Later I saw a lizard on that same stump! I didn't mess with him at all.
Our tree-chipping friends delivered yet another pile of mulch. For free!! Yay!! Adam gets to haul and haul and haul ... again!
Now that he's mulched to his heart's content in the veggie patch, this new mulch went over the shrubs along the road front.
Adam has taken to calling our vegetable garden, the "patch," as the British do. He's so silly.
Here's my new chicken, Snow. She's still in isolation, although her private pen is inside the other chickens' yard, so they are around each other. Next week I plan to put them together under close supervision. She has grown a lot.
Here's her face. I've read that hens with white earlobes lay white eggs, and hens with red earlobes lay brown eggs. Hers are small yet, but look like they might be pinky red. I'm wondering if she's actually a leghorn; there are other white breeds. We shall see!

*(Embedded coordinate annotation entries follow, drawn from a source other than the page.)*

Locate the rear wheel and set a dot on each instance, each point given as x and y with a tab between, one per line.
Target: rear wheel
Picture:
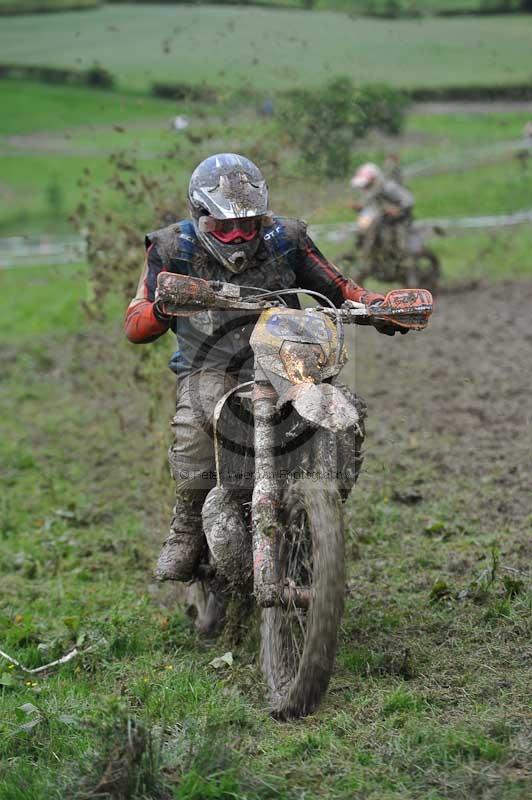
298	644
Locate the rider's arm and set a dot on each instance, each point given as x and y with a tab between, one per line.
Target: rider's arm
144	322
316	273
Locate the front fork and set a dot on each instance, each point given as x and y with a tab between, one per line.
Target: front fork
265	503
268	584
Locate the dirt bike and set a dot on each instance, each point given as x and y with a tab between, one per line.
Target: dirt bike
286	457
384	256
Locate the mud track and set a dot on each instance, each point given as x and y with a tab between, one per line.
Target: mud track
453	404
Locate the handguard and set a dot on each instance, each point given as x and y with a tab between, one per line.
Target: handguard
182	295
405	308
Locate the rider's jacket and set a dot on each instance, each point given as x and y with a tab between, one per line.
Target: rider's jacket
286	258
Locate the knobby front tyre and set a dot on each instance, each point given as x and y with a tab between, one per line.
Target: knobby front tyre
298	646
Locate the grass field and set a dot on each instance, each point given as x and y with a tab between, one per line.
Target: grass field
268	50
430	693
49	135
430	698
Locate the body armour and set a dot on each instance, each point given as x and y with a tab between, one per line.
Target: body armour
220	339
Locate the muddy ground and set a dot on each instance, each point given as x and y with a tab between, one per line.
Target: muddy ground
455	402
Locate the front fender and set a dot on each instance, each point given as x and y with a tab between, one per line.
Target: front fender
322	404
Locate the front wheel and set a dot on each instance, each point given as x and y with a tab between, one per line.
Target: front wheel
298	644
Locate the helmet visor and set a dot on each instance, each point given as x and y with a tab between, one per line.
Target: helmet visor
229	231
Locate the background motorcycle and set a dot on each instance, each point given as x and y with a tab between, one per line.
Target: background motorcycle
390	257
287	448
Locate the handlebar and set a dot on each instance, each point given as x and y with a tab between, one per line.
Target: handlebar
182	295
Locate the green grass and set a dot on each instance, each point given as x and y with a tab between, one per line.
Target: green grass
32	108
68	130
412	711
269	50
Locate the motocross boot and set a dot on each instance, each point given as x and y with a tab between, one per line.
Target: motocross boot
182	549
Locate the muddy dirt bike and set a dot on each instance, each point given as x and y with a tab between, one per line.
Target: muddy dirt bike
382	254
287	450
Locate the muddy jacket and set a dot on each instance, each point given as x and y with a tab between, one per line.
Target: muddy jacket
286	258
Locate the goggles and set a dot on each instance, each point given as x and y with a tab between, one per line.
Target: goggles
228	230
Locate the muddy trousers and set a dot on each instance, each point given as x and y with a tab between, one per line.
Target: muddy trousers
192	464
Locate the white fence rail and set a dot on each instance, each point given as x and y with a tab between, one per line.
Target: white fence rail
24	251
41	250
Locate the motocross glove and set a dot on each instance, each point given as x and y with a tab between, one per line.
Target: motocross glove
381	326
159	313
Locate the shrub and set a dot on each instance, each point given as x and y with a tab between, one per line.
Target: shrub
326	124
96	76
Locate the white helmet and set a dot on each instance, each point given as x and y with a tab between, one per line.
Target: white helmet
368	176
228	199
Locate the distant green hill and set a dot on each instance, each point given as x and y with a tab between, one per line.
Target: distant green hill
37	6
251	48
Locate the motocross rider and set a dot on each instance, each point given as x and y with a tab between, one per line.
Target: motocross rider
231	236
394	201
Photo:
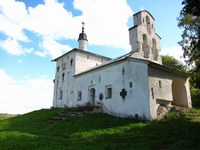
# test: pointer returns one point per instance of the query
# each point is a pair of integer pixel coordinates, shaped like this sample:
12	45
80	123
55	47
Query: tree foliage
189	20
171	62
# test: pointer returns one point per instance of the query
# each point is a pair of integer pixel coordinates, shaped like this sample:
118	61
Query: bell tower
82	39
145	43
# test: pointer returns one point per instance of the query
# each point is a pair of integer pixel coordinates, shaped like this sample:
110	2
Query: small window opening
71	62
79	96
60	94
152	93
130	84
64	66
99	79
63	77
58	69
108	92
160	84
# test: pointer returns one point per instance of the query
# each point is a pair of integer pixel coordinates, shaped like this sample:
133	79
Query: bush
195	96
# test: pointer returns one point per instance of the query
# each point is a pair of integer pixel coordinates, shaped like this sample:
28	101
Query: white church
133	85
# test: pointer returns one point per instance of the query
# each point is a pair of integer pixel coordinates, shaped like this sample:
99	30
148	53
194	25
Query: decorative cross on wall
123	93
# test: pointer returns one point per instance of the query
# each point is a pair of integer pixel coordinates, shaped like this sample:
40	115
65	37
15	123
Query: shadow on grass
97	131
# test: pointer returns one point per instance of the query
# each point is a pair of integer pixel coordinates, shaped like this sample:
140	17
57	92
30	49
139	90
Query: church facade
133	85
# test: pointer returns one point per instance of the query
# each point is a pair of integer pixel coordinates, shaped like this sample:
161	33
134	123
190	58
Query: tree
189	20
171	62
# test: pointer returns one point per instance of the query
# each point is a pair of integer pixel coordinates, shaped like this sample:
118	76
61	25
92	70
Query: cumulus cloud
12	47
52	47
11	29
29	95
104	26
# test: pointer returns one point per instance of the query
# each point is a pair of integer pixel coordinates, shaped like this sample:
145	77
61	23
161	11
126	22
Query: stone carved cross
123	93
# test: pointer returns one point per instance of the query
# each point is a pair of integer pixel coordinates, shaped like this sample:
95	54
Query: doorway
92	96
179	93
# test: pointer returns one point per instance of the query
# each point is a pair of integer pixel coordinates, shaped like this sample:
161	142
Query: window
58	69
60	94
130	84
108	91
71	62
152	93
63	77
64	66
160	84
79	96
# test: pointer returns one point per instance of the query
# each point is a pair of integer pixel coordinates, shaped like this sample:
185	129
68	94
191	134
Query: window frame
108	92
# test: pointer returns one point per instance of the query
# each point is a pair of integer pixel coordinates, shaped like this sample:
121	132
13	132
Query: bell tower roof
82	39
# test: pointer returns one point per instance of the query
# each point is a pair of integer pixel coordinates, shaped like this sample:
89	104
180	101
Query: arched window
145	46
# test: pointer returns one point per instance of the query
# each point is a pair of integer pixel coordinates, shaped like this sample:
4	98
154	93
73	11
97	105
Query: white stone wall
148	47
136	101
76	62
65	84
84	61
164	94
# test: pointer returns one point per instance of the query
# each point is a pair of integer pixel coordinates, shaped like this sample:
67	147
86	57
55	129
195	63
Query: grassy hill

I'm wondering about my eucalyptus tree. All her leaves are copper brown after the winter. Is she alive?
The leaves are quite pretty. I just hope there's new growth coming soon.
And now! My Lady Banks Rose! Look at her! I'm so pleased and proud. She's blooming beautifully in this her first year.

Tiny little blooms.
Here's my Baby. I finally got a close-up shot of her face. I can't tell you why, but she is just my dog. I know she adores me. Don't know why. She doesn't look like the kind of dog I might choose for myself. But there you have it -- we've picked each other. I just love her.
I love her sweet face and her soft ears. When she lets me caress her face and whisper to her, I feel that we understand our love for each other :)
My white hyacinths are gorgeous too, yes?
What's blooming in your yard, friend? Are you still in winter's grip? I think ... hopefully ... we are past our big chill this year.